What must be re-iterated to be absolutely clear is that classes are first class objects. This means that new functions and member variables can be added to a class at any time, and then new instances of the class created. Existing instances of the class are affected by changes to the class. There are even hooks to allow the class programmer to redefine what happens when a new member is added to a class if desired!

Some would say "dynamically typed".
In a typeless system, subtyping becomes irrelevant but implementation inheritance is still useful and allowed, including multiple inheritance with specific rules to allow the programmer to depend on how the interpreter deals with specific cases.
Although a Smalltalk programmer might feel right at home in the Python environment, programmers used to strongly typed languages should watch their step at first.
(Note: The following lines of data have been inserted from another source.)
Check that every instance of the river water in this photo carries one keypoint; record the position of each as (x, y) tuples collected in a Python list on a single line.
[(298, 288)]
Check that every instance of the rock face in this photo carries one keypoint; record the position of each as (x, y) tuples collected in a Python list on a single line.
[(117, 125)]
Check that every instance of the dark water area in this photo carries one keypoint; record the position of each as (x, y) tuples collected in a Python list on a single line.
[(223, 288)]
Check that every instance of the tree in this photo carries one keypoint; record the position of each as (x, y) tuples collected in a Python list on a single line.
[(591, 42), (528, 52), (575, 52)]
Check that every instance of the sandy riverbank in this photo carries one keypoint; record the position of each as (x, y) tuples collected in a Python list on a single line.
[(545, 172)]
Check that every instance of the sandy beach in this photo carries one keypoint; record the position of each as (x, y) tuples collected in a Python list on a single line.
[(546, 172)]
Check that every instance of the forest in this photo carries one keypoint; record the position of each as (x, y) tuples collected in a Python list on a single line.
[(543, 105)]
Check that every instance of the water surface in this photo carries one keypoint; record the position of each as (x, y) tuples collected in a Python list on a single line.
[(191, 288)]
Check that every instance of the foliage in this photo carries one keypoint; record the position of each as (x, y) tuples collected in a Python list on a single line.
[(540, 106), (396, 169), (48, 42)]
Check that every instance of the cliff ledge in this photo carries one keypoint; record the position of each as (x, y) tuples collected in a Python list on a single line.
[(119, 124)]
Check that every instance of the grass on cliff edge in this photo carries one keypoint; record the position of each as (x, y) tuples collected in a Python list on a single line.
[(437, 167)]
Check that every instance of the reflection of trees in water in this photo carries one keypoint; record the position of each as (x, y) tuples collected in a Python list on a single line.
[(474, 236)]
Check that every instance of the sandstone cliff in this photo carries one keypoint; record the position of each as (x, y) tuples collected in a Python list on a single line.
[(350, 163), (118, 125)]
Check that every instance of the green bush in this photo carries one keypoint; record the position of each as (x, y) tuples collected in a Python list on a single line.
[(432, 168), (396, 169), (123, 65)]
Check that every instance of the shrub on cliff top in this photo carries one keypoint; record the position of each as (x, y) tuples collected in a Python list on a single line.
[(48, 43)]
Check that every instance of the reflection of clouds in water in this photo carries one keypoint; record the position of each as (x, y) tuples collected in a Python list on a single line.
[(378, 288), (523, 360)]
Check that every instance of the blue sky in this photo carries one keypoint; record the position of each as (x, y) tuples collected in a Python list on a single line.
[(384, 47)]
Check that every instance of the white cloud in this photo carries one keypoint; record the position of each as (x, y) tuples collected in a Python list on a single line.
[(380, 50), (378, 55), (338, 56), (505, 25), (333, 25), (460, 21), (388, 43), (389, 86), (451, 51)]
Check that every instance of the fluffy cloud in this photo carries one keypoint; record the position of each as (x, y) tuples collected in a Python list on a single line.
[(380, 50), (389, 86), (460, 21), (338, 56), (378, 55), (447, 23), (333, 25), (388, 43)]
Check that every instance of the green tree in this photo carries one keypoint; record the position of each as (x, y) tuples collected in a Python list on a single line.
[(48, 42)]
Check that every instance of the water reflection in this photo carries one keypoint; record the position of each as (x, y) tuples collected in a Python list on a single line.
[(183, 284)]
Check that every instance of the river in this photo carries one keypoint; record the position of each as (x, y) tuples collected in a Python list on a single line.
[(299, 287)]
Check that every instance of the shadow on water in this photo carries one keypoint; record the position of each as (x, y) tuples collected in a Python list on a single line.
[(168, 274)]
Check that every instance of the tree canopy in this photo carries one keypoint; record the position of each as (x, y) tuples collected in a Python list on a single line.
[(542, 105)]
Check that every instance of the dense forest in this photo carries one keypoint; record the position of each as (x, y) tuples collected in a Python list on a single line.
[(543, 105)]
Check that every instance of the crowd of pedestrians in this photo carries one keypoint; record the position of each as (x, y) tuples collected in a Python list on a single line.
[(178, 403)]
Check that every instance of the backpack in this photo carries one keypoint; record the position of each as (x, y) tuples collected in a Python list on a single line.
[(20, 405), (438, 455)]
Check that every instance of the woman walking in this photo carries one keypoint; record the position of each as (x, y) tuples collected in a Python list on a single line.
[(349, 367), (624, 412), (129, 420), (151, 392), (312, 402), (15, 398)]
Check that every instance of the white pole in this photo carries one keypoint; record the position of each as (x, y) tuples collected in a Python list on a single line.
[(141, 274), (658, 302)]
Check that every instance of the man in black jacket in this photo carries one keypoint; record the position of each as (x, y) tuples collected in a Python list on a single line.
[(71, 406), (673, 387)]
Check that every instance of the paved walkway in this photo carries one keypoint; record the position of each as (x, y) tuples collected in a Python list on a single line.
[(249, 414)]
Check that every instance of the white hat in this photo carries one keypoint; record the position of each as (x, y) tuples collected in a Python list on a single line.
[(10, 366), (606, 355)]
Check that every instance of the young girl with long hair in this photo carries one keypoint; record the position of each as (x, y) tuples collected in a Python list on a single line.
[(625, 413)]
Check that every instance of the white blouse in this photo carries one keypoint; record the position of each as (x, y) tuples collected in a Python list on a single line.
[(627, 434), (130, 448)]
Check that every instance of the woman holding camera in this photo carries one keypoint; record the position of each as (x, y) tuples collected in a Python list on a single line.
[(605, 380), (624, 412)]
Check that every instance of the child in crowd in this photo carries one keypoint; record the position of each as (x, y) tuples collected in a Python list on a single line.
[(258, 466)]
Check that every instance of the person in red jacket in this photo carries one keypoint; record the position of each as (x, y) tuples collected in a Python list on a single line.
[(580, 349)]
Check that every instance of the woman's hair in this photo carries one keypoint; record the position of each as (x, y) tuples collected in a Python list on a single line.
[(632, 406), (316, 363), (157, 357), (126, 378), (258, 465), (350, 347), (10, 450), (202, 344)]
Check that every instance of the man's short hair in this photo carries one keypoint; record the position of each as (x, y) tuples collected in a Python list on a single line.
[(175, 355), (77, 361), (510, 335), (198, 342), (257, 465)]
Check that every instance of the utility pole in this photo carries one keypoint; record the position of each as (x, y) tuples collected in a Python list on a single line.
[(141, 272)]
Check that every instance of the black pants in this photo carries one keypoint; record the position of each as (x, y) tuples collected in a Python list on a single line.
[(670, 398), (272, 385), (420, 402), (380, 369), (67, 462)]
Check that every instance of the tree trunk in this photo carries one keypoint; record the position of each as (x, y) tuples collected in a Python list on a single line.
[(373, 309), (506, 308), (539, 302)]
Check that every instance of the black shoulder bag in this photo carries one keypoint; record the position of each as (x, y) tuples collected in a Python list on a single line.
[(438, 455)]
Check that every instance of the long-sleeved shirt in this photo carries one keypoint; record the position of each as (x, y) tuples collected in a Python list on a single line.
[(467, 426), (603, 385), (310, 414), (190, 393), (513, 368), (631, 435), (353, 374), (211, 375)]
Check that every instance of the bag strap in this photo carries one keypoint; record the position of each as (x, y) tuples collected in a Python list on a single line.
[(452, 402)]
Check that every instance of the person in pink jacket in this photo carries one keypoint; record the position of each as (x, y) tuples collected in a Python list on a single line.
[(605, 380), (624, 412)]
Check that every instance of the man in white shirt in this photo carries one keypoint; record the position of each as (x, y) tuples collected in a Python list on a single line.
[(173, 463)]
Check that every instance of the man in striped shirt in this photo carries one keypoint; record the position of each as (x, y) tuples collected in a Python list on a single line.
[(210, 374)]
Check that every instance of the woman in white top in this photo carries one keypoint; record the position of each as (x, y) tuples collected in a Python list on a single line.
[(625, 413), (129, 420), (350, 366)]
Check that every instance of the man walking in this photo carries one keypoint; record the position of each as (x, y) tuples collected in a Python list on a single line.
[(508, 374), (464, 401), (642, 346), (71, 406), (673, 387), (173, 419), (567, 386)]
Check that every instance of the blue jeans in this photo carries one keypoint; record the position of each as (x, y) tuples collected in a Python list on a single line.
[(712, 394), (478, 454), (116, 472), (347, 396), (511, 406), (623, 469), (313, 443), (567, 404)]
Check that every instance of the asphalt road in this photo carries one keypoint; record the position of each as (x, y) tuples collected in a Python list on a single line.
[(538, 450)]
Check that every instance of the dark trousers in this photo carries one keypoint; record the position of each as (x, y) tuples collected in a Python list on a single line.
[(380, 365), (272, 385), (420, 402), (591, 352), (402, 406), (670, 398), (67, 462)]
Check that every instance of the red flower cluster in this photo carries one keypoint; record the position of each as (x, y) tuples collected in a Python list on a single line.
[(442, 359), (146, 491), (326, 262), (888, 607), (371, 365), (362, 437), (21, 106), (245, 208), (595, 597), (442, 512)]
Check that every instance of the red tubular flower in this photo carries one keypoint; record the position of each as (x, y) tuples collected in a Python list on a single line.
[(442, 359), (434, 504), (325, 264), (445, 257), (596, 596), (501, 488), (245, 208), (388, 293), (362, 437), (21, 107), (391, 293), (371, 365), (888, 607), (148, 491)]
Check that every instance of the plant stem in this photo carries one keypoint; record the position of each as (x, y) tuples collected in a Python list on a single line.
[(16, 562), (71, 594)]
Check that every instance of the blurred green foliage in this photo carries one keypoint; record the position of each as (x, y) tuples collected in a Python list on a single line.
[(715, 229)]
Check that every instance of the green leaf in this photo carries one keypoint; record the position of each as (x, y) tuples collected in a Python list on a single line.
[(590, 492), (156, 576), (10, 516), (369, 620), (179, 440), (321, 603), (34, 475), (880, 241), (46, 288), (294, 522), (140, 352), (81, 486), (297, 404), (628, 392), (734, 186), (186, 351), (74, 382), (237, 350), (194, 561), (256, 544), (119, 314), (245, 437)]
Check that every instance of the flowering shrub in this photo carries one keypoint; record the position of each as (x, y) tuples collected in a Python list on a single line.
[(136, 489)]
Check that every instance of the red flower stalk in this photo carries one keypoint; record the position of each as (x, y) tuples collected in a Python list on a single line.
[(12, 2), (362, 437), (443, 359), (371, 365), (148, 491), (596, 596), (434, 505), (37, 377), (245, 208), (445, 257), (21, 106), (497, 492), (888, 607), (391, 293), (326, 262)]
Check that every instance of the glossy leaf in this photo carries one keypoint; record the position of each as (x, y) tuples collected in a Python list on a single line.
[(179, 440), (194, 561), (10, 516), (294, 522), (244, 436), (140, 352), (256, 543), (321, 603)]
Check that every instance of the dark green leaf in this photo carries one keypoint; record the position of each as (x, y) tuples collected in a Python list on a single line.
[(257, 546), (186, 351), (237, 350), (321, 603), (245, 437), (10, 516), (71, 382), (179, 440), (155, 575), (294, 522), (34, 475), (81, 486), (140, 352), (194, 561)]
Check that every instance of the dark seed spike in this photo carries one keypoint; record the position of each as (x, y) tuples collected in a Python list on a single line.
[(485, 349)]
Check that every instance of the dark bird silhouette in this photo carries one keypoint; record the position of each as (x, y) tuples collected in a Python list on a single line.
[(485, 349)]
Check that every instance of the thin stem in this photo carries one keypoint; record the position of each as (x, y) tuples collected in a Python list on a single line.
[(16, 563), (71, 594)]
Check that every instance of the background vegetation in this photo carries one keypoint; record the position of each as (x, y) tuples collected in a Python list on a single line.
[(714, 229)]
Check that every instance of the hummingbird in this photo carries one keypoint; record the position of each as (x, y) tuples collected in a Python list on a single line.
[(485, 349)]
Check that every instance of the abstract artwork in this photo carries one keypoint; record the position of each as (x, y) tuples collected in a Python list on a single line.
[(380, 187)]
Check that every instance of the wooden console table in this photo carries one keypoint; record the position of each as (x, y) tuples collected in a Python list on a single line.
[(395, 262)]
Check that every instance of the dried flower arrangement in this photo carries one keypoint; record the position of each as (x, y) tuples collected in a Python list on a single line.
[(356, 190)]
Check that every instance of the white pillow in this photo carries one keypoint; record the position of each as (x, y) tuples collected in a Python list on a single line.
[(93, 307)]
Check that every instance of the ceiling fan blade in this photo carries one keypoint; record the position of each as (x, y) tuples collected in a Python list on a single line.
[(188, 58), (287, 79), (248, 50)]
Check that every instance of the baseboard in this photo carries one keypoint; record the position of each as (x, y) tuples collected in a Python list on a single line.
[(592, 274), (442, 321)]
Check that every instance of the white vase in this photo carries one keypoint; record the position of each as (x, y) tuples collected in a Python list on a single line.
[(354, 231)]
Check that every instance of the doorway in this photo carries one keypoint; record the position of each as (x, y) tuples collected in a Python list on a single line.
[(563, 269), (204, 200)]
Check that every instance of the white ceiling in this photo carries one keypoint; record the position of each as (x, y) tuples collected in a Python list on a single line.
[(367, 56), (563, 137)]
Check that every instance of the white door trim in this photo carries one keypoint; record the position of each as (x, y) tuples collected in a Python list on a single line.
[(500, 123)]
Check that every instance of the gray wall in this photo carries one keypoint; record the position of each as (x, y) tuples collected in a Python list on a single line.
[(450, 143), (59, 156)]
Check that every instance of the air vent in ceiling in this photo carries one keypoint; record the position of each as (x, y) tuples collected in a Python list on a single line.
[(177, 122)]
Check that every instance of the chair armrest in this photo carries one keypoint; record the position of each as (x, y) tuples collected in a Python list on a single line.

A great number of pitfalls exist that are not immediately obvious. For example, the behavior of the namespace. A data member hides a method member of the same name. The description of mix of static and dynamic name resolution in the documentation is confusing, although the upshot is that the name resolution basically behaves as one would expect it to.
The bottom line is that some would consider Python to be the most object oriented language recently developed, but working without the crutches of type-safety and static class objects can be harder at first.




3. Other Abstractions


Convenience features are a double edged sword, as often they are only convenient for the original implementor of a language.
Java provides the user with objects, and uses them as the universal solution to all problems. This helps keep the core language small, and allows much of the "standard functionality" to be provided as libraries written in Java. This approach can really simplify the job of creating new Java implementations. Unfortunately, it doesn't make the programmer's job any easier, since the class libraries provided with the language contain sparse documentation that frequently leaves one looking at the code to understand the features.
Phantom takes the middle road, providing some useful built-in features for handling lists an threads. The list features include working with a slice of the list which is some subrange of the list's valid indexes, and an operator for appending lists. Although Scheme-style functions such as map and reduce are not provided in the language they would be trivial to implement since closures are provided. Threads get an above-average treatment in Phantom with synchronization built-in as a keyword for class definitions and a mutex type for writing critical sections supported directly by the language specification.
Python goes the furthest of all, providing genuinely useful abstractions built-in to the language. The first encountered and most commonly seen abstraction is the sequence. Lists, strings, and tuples are all examples of the sequence type. All of these objects have convenient indexing, slicing, and concatenation facilities. The values a variable in a for loop takes on are the successive values of any sequence data type, leading to an intuitive and powerful looping construct.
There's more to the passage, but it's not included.